The NLC president, Mr. Ayuba Wabba, on Sunday revealed this in Abuja when he featured on the News Agency of Nigeria (NAN). He said the union has given instructions to all state council to apply the rule.
“We have given instructions to all of our state councils that where there is liability of salary up to three months, they should also apply the rule of `no pay, no work’ it is not only `no work, no pay.’
“You can also apply the rule in a reverse order of `no pay, no work’ and that is legitimate because the law provides that after 30 days of working, the worker is entitled to be paid,” Wabba said.
In his opinion people who have put in their best or those in the system trying to put in their best will not be encouraged if non-payment of salaries persists in every state, hence the issue must be addressed.
The NLC president also said his team will do everything within their means and power to try to continue to protect all government workers. According to him, workers must be seen as an asset to the country and not to be burdened with these challenges.
Mr. Wabba also disclosed that NLC took inventory of the liability of pension, gratuity and salaries, during a meeting with the state councils, and the data was alarming.

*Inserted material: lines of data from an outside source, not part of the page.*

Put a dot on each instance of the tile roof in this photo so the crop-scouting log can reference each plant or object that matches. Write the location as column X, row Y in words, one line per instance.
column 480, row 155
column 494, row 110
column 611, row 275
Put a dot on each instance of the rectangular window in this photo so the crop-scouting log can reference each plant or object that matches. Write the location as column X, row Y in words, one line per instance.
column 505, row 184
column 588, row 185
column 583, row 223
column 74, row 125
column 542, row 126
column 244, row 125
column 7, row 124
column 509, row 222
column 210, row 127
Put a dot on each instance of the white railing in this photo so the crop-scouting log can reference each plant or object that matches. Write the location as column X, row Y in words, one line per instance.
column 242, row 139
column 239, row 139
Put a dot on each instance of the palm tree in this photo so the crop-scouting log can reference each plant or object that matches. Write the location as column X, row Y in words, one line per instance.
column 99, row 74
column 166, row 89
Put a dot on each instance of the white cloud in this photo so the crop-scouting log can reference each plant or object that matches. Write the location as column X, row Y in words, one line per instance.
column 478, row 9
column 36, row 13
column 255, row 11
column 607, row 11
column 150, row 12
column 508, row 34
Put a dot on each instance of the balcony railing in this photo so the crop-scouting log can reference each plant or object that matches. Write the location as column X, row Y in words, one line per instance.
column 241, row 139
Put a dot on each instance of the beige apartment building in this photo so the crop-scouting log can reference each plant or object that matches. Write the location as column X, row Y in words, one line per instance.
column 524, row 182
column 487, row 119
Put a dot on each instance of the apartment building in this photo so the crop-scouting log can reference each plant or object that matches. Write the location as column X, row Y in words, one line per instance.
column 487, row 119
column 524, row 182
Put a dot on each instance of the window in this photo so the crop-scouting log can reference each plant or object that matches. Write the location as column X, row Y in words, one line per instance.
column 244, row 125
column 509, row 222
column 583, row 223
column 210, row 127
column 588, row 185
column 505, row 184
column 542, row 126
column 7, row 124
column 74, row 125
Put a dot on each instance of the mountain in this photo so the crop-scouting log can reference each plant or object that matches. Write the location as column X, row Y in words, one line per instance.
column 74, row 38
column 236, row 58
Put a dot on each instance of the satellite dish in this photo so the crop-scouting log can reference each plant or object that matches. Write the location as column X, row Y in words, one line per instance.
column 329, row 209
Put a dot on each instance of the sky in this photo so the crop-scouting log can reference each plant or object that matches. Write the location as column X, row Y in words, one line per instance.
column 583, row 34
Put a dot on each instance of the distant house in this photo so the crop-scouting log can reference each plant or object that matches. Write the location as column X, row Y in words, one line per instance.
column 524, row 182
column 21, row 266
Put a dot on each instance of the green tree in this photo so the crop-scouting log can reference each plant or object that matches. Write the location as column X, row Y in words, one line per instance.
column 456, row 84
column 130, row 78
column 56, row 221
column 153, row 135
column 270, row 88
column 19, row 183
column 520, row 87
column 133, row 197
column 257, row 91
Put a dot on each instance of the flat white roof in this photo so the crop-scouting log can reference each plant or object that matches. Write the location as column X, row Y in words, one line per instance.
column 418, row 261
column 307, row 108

In his words, “When you see the data of how much it stands today of liabilities that workers have not been paid, the worst is that of gratuity which some states have a liability of up to 10 years.
Wabba expressed that people who have been in service for 30 or 35 years were not paid a dime after retirement, adding that “it is only slaves that will work and not receive their entitlement.”
He decried a situation where the political leaders do not see the payment of workers’ salaries as important but as waste. While some governors would prefer to award bogus contracts rather than pay workers their wages.
According to the NLC leader, everywhere in the world workers are seen and placed appropriately for them to contribute their quota, but in Nigeria, due to the neglect and non-payment of workers’ salaries, productivity has been at the lowest point.